Noriko Ishizaka est l’actuelle PDG de l’usine de recyclage Ishizaka, on y recycle 95 % des déchets qu’il est demandé de traiter. Vers la fin des années 1990, la ville natale de Madame Ishizaka, Tokorozawa à Saitama, a été décrite par les médias comme une zone ayant été contaminée par la dioxine causée par le rejet de déchets industriels. Par conséquence, les produits alimentaires de la région sont soudainement devenus impopulaires.
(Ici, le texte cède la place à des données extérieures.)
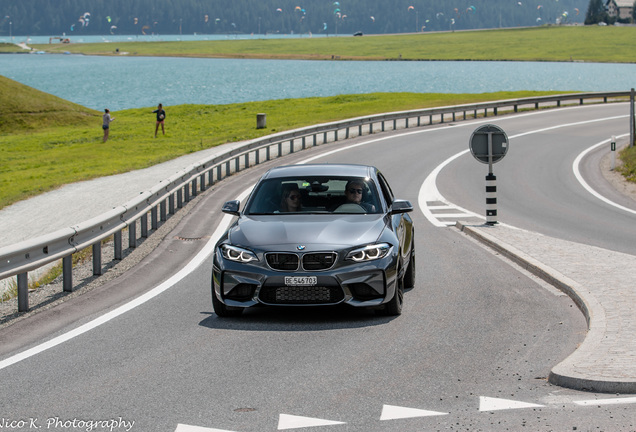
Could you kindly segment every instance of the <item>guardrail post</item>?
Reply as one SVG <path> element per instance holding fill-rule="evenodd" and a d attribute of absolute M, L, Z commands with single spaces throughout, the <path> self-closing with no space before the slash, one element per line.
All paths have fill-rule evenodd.
<path fill-rule="evenodd" d="M 64 292 L 73 292 L 73 255 L 62 258 L 62 280 Z"/>
<path fill-rule="evenodd" d="M 121 230 L 116 231 L 115 234 L 113 234 L 113 246 L 114 246 L 114 258 L 116 260 L 121 260 L 123 255 L 122 255 L 122 241 L 121 241 Z"/>
<path fill-rule="evenodd" d="M 93 243 L 93 276 L 102 274 L 102 242 Z"/>
<path fill-rule="evenodd" d="M 18 275 L 18 312 L 29 310 L 29 278 L 28 273 Z"/>

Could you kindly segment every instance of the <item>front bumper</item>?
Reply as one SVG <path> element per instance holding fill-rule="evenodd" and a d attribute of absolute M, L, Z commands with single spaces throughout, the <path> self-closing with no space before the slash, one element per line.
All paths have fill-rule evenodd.
<path fill-rule="evenodd" d="M 212 295 L 227 306 L 380 306 L 393 298 L 396 286 L 395 257 L 340 265 L 326 271 L 283 272 L 260 265 L 239 264 L 216 254 Z M 286 276 L 315 276 L 313 286 L 285 284 Z"/>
Bien que les entreprises locales soient pointées du doigt, elle persuade son père, le fondateur de la compagnie, et décide de devenir la PDG afin d’améliorer la situation. « Créer une compagnie où tous les membres veulent y faire travailler leurs enfants » est su l’optique sur laquelle elle a misé pour atteindre son succès actuel.
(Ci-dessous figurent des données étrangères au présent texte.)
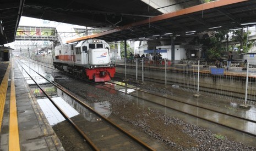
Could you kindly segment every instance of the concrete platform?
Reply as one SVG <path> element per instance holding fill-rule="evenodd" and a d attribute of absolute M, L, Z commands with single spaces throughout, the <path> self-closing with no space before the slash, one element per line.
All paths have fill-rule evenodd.
<path fill-rule="evenodd" d="M 3 79 L 2 74 L 6 74 L 8 65 L 10 66 L 10 71 L 6 74 L 8 78 Z M 0 64 L 0 81 L 3 83 L 4 80 L 8 80 L 0 133 L 0 150 L 13 150 L 10 147 L 15 146 L 17 148 L 15 150 L 64 150 L 36 98 L 29 91 L 29 86 L 17 63 L 10 61 Z M 13 82 L 15 83 L 15 90 L 12 91 Z M 1 91 L 1 92 L 3 91 Z M 17 106 L 14 112 L 17 112 L 17 129 L 18 130 L 14 133 L 12 130 L 17 125 L 13 125 L 12 123 L 13 116 L 10 115 L 10 113 L 13 112 L 10 104 L 12 103 L 14 95 Z M 14 144 L 14 140 L 17 140 L 19 144 Z"/>

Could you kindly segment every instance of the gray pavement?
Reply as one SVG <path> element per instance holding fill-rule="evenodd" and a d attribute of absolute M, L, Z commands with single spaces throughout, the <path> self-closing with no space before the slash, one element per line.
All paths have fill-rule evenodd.
<path fill-rule="evenodd" d="M 36 98 L 30 93 L 17 62 L 13 61 L 20 150 L 64 150 Z M 4 64 L 0 64 L 1 73 L 5 73 Z M 6 66 L 7 68 L 8 66 Z M 0 133 L 1 150 L 8 150 L 9 147 L 10 96 L 10 86 L 8 86 Z"/>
Après sa nomination au poste de directeur à titre d’essai, à 30 ans, elle décide d’abandonner la méthode d’incinération pour investir dans le recyclage. Près de 4 milliards de dollars seront investis dans les machineries et nouvelles technologies. Les réformes entreprises ont soulevé une vague d’oppositions, en moins de 6 mois environ 30 des 65 employés ont démissionné. Aujourd’hui, l’entreprise compte 175 employés et la moitié du personnel est composé de femmes. En 2014, le ministre de l’environnement Toshimitsu Motegi visite le site de recyclage. La même année, son engagement auprès de la population pour les informer de l’impact des déchets sur la société se voit récompenser par le ministère des Sciences et de l’Éducation.